On 08/10/11 7:33 PM, Jules Richardson wrote:
Curt @ Atari Museum wrote:
What was the deal with Jobs and fans anyway -
none in the Apple ]['s,
the Apple /// (I've now heard of 3 of them going on fire this year
alone) --- The Mac and the iCube... what the heck?!?!?
If you have fans, they eventually break, and to do things 'properly'
they also have to be monitored and the OS/firmware written to safely
handle a failure condition.
Exactly.
--T
Maybe he just didn't want the maintenance burden for users, or the extra
component and development cost, or figured that not having fans and
designing the system to stay cool without would improve reliability
stats (obviously it didn't quite work out with the /// :-)
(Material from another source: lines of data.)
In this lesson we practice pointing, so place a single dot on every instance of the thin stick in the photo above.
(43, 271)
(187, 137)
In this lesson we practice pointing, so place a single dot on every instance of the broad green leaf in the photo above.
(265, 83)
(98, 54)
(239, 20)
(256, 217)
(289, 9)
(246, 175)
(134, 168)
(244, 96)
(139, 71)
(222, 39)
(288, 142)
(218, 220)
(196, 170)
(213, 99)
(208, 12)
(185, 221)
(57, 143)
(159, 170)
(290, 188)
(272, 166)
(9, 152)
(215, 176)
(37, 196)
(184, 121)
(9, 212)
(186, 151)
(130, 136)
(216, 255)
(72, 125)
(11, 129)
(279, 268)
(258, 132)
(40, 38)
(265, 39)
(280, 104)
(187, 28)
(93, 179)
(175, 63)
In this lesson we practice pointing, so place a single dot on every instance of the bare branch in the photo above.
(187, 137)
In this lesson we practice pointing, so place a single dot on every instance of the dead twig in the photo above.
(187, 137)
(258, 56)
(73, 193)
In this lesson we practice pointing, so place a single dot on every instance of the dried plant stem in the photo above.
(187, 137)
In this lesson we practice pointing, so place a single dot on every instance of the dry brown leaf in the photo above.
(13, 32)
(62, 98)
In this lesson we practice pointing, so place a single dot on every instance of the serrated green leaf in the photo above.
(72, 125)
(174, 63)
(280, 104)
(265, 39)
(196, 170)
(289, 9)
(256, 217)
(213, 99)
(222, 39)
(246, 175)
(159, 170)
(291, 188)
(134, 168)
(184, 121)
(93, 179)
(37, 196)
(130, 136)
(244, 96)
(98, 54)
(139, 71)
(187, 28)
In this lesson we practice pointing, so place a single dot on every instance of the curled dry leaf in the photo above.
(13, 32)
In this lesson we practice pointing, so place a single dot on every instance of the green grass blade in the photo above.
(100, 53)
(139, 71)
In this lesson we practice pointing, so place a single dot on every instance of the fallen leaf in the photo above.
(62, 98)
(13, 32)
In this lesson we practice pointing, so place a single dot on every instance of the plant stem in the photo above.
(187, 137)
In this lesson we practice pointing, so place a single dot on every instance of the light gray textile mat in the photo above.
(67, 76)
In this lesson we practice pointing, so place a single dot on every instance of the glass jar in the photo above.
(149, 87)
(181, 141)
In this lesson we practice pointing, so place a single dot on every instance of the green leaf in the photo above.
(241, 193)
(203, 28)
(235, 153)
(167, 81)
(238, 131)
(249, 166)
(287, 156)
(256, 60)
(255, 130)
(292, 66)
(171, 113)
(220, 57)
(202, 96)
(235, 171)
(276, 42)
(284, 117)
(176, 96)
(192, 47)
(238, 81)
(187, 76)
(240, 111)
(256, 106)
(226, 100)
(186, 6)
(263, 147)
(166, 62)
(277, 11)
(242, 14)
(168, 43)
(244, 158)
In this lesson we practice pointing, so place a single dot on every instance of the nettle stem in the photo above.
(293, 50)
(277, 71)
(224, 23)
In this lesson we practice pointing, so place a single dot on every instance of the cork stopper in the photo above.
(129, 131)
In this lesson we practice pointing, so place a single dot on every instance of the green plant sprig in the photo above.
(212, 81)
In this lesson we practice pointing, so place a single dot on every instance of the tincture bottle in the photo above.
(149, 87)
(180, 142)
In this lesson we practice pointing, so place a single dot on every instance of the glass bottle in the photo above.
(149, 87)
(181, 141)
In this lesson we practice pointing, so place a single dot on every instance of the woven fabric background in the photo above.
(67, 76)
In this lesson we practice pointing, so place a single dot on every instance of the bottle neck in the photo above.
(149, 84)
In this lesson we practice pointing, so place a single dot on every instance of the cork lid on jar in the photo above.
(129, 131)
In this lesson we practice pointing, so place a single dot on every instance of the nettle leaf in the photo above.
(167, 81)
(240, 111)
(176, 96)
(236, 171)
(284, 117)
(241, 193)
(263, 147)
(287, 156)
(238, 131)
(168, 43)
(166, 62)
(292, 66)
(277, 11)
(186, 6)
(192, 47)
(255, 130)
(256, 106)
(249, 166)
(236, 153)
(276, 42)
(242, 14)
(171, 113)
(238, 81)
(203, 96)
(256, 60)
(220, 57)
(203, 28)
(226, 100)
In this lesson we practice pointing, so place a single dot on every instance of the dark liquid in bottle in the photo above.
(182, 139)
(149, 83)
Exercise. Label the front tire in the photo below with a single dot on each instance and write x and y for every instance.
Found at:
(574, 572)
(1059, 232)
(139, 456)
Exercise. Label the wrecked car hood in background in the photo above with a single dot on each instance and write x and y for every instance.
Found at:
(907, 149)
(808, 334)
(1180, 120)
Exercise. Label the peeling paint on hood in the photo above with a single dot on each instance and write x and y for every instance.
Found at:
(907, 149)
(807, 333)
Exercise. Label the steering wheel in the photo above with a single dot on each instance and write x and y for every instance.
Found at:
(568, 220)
I don't have a problem with fans, but the norm seems to be to put them
at the intake or outlet, where they can be easily heard - and burying
them deeper within a machine with suitable ducting (ISTR something doing
this - NeXT slab maybe) would seem a better approach (at least for
non-portable systems).
I do have a problem with idiot design, though - e.g. my Dell laptop has
the fan intake on the bottom of the machine; fine if used on a desk
where feet raise it high enough off the surface, but it gets blocked
easily if actually used (perish the thought!) on a lap.